Lukisan di Bawah Bintang
Di sebuah gang sempit di Yogyakarta, di tengah riuhnya suara sepeda motor dan aroma gudeg yang menyengat dari warung-warung kecil, Lira duduk termenung di beranda rumah kontrakannya yang mungil. Kanvas kosong menatapnya seperti menantang, menunggu sentuhan warna yang bisa menghidupkan impian yang selama ini terpendam. Kuas di tangannya gemetar, bukan karena takut, melainkan oleh semangat yang membuncah dan ketegangan yang menyelimuti hati gadis itu.
Lira, gadis 24 tahun dengan mata penuh harapan sekaligus keputusasaan, baru saja kehilangan pekerjaan sebagai desainer grafis. Hanya selembar dua puluh ribu dan sejumput harapan yang tersisa di dompetnya. Ia tahu, jalan yang diambilnya ini berisiko: melukis bukanlah jalan yang pasti, apalagi di tengah kondisi keuangan yang semakin kritis.
Setiap malam, ia melukis di bawah lampu temaram, mencampur warna-warna cerah yang mencerminkan dunia imajinasi dan harapannya. Ia suka menggambar langit malam, penuh bintang, dengan siluet manusia yang merenung dan mencari makna. "Lukisan ini punya cerita," bisiknya pada diri sendiri, "tapi siapa yang mau beli cerita dari seorang pengangguran?"
Ketegangan semakin terasa saat hari-hari berlalu dan tabungannya semakin menyusut. Ibunya di kampung terus bertanya, khawatir dan cemas, "Lira, kapan pulang? Cari kerja yang beneran!" Tapi Lira keras kepala. Ia percaya, lukisannya bisa berbicara dan menembus dunia.
Hingga suatu malam, di tengah keputusasaan, ia melihat iklan di media sosial: "Pameran seni untuk pemula. Kesempatan menampilkan karya." Jantungnya berdegup kencang. Tapi ada satu masalah besar; biaya sewa booth Rp500.000. Sebuah angka yang terasa seperti beban berat di pundaknya saat ini.
Keesokan harinya, Lira memutuskan untuk pergi ke Pegadaian. Ia membawa kalung emas peninggalan neneknya, satu-satunya barang berharga yang dimilikinya. Ia merasa hatinya berdebar keras saat petugas menilai barangnya. "Cuma Rp300.000," kata petugas datar. Lira menelan ludah, merasa kecewa dan takut gagal. Ia menunggu sejenak, lalu mengingat ada Rp200.000 dari hasil menjual sketsa kecil ke teman kuliahnya.
Dengan nekat, ia meminjam uang itu, berjanji akan menebus kalung itu kembali secepatnya. Ia tahu, ini adalah taruhan besar, tapi tidak ada pilihan lain.
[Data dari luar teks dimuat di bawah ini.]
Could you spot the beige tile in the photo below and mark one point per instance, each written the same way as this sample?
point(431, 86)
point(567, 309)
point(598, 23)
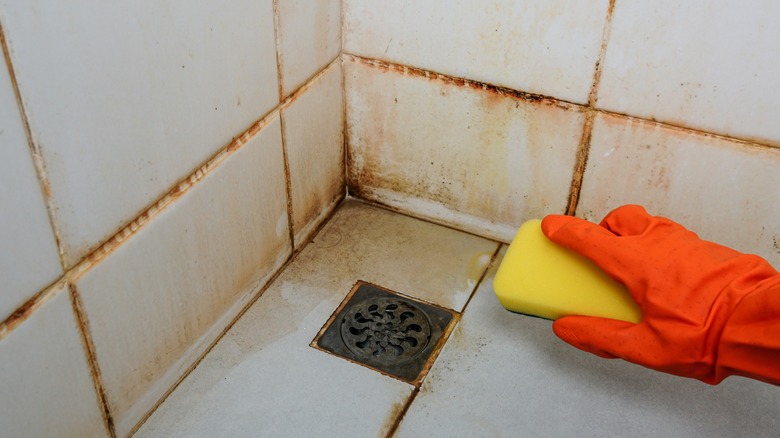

Hari pameran pun tiba. Suasana ramai dan penuh ketegangan. Lira berdiri canggung di belakang booth-nya, dikelilingi lukisan-lukisan langit malam yang penuh bintang dan harapan. Orang-orang lewat, sesekali melirik, tapi tak berhenti. Suasana makin menegangkan saat ia merasa karya-karyanya tak menarik perhatian. Perasaan takut akan kegagalan menggerogoti hati.
Namun, saat ia hampir putus asa, seorang pria paruh baya berhenti di depan lukisan terbesarnya, "Bintang di Atas Mimpi." Suaranya pelan, tapi penuh kekuatan. "Ini... ada jiwa," katanya. Lira menatapnya penuh harap, berharap ia akan mendapat peluang.